28.09.2020 | 11:54

Go ask … Jim

Markus Scheck
Markus Scheck

Jim McLean über seine emotionalsten Momente, die Fähigkeit, sich stets bis zum Schluss reinzuhängen und warum er Schlaflosigkeit als seine größte Schwäche bezeichnet.


Der 70-jährige Star-Coach Jim McLean gilt heute als einer der renommiertesten Golftrainer der Welt. Nach einer erfolgreichen Amateurzeit, in der er u. a. für die University of Houston College Golf spielte, entdeckte er wenige Jahre nach seinem Wechsel ins Profilager die Liebe zum Unterrichten.

Seit 1991 residiert er in Südflorida und leitet mit der Jim McLean Golf School eine der anerkanntesten Golfschulen der Welt. 26 Jahre lang war er in Doral stationiert, doch seit der Übernahme des Resorts durch Donald Trump im Jahr 2012 ticken dort die Uhren anders, was auch Jim McLean zu spüren bekam.

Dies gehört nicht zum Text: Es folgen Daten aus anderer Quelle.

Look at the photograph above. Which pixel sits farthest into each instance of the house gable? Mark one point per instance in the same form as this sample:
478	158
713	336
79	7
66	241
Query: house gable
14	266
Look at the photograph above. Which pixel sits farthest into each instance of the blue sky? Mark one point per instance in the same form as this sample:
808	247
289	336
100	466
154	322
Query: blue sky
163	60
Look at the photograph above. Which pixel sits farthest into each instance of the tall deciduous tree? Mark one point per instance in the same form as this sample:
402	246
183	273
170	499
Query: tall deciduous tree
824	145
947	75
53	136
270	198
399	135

Das angespannte Verhältnis zum Egozentriker Trump, der mittlerweile zum Präsidenten der USA aufstieg, war ein wesentlicher Grund, warum McLean sich um eine neue Basis für seine Golfschule umschaute.

Gefunden hat er sie nicht allzu weit entfernt im Nobelviertel Coral Gables, wo seit 1926 das Biltmore Miami thront.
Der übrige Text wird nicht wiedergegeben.